For the frequency of DPWG in the 90th percentile (Table 7), we also found that SAM (−0.61) and IOD (−0.40) exerted the strongest significant (p < 0.05) negative relationship for all Australia and each of the regional series. While ENSO and MJO showed weak and no statistically significant correlations. Seasonally, winter frequency of DPWG in the 90th percentile demonstrated the strongest and significant (p < 0.05) correlations with SAM and (−0.52) and IOD (−0.41) for all Australia and most of the regional series, and less significant (p < 0.10) correlation with ENSO (r −0.21). Similarly, spring (SAM −0.43 and IOD −0.26) and summer (SAM −0.27 and IOD −0.32) frequency of DPWG in the 90th percentile showed the most significant (p < 0.05) correlation for all Australia. Last, in autumn, only SAM showed significant relationship with mean frequency of DPWG in the 90th percentile for all Australia (−0.28, p < 0.05) and most of the regional series.

Table 7.

As in Table 6, but in the mean frequency of DPWG in the 90th percentile.

Table 7.

As inverse significant correlations between DPWG parameters and SAM and IOD dominate for almost all spatiotemporal scales, the tendency toward more positive phases of both oceanic–atmospheric circulation modes (see trends in Tables 6 or 7), could be partly behind the observed decline in both the magnitude and frequency of DPWG in the 90th percentile across Australia for 1941–2016.
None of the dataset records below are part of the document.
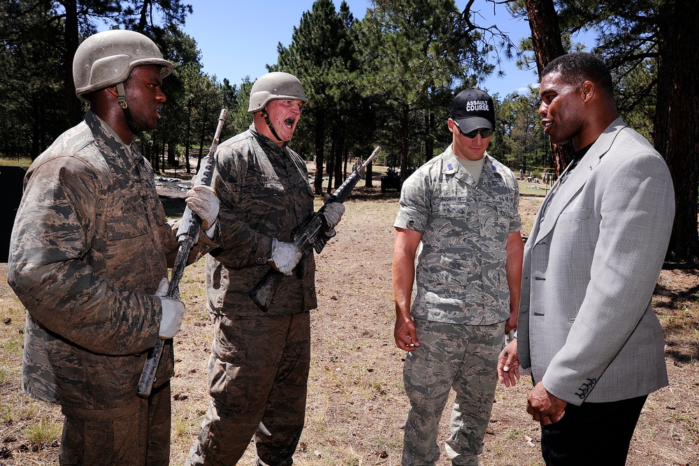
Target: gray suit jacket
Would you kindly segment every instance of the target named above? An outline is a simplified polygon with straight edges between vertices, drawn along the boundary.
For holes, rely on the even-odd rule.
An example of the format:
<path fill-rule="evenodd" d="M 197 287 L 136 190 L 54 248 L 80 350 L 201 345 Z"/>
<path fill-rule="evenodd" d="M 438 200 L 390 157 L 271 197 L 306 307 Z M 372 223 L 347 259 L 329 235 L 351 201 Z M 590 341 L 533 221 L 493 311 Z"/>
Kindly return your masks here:
<path fill-rule="evenodd" d="M 619 118 L 561 180 L 525 247 L 520 363 L 576 405 L 647 395 L 668 384 L 650 302 L 675 218 L 670 172 Z"/>

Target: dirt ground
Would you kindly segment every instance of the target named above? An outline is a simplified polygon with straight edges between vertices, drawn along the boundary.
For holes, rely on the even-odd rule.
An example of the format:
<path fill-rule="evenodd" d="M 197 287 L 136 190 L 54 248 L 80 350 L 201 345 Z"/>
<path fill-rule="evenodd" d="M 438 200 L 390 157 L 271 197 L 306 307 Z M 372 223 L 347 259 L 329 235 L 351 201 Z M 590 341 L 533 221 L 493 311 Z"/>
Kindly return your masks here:
<path fill-rule="evenodd" d="M 362 184 L 363 183 L 360 183 Z M 523 197 L 526 235 L 540 198 Z M 176 211 L 181 199 L 167 200 Z M 318 308 L 312 312 L 311 370 L 306 426 L 298 465 L 400 464 L 408 402 L 404 354 L 393 339 L 391 282 L 396 192 L 358 188 L 347 203 L 338 235 L 318 259 Z M 6 264 L 0 264 L 4 276 Z M 206 412 L 206 363 L 212 326 L 205 309 L 203 263 L 181 282 L 187 313 L 175 342 L 171 463 L 181 465 Z M 667 340 L 670 385 L 651 394 L 634 435 L 628 465 L 699 465 L 699 275 L 696 268 L 664 270 L 654 304 Z M 0 281 L 0 465 L 57 465 L 62 416 L 54 406 L 20 389 L 24 310 Z M 542 465 L 540 428 L 525 412 L 531 383 L 500 386 L 481 464 Z M 448 410 L 440 442 L 447 437 Z M 613 421 L 614 414 L 610 420 Z M 594 449 L 594 445 L 590 446 Z M 603 452 L 600 452 L 600 464 Z M 251 465 L 249 449 L 240 464 Z M 438 463 L 447 466 L 442 455 Z"/>

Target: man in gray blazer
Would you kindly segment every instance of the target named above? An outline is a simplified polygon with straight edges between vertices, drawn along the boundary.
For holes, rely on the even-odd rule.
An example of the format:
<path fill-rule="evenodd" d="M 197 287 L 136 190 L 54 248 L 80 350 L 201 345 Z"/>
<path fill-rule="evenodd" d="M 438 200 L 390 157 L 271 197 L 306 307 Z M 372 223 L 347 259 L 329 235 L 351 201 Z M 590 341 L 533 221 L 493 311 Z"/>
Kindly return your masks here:
<path fill-rule="evenodd" d="M 648 394 L 667 385 L 651 307 L 675 217 L 665 161 L 619 116 L 612 78 L 589 53 L 542 73 L 539 114 L 572 162 L 544 200 L 524 251 L 518 338 L 506 386 L 531 368 L 527 412 L 546 464 L 624 465 Z"/>

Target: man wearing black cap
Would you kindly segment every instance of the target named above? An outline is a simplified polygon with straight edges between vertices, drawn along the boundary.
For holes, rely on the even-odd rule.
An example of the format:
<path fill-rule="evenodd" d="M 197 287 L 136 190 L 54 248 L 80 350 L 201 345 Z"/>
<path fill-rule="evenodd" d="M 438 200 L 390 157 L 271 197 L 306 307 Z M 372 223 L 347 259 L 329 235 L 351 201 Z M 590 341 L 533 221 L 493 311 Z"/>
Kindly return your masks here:
<path fill-rule="evenodd" d="M 486 154 L 493 100 L 477 89 L 459 93 L 447 126 L 452 144 L 403 183 L 394 224 L 394 336 L 408 351 L 410 399 L 404 466 L 439 458 L 438 424 L 450 388 L 456 396 L 447 453 L 452 465 L 478 464 L 498 354 L 519 307 L 519 191 L 512 171 Z"/>

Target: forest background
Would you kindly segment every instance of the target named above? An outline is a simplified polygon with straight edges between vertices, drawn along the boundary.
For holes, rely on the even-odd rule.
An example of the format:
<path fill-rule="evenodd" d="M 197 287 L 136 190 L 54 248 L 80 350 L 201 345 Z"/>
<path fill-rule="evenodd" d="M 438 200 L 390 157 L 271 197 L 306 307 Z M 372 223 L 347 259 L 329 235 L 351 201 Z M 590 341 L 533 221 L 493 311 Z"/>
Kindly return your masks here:
<path fill-rule="evenodd" d="M 677 213 L 668 259 L 696 261 L 699 36 L 693 28 L 699 2 L 478 0 L 480 7 L 503 4 L 529 24 L 531 38 L 518 43 L 496 24 L 480 24 L 475 3 L 459 9 L 454 0 L 376 0 L 357 20 L 345 1 L 336 8 L 317 0 L 303 13 L 291 43 L 279 43 L 277 63 L 268 68 L 297 75 L 310 98 L 294 148 L 322 168 L 316 192 L 339 186 L 348 163 L 375 145 L 383 147 L 378 161 L 405 177 L 449 143 L 444 122 L 456 93 L 500 72 L 504 60 L 540 72 L 579 50 L 571 38 L 586 30 L 596 35 L 590 51 L 612 71 L 625 121 L 653 143 L 672 173 Z M 182 27 L 192 13 L 181 0 L 0 0 L 0 157 L 33 160 L 82 120 L 72 57 L 82 39 L 106 24 L 147 34 L 175 63 L 163 86 L 164 117 L 139 145 L 156 171 L 196 170 L 189 156 L 210 140 L 221 108 L 231 110 L 224 138 L 249 125 L 252 83 L 203 71 L 196 38 Z M 496 96 L 489 152 L 515 173 L 550 168 L 557 175 L 570 150 L 551 147 L 543 135 L 537 90 Z"/>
e. Potential physical processes associated with DPWG changes

Figure 13 displays the long-term variability of large-scale horizontal pressure gradient between high- and low-latitude zones for 1948–2016. Annually, the pressure gradient displayed a significant decline (−0.315 hPa decade−1, p < 0.05). Seasonally, we found significant (p < 0.05) weakening of horizontal pressure gradient for all seasons, except for a weak and nonsignificant decline in summer. The overall negative trend in the strength of the horizontal airflow is consistent with the reported slowdown in the magnitude and frequency of DPWG.

Fig. 13.
Fig. 13.

Annual and seasonal large-scale horizontal pressure gradient between high and low latitudes for 1948–2016. The 11-yr Gaussian low-pass filter (solid line) highlights multidecadal variability. Decadal trends (hPa decade−1) and statistical significance are also displayed in each plot.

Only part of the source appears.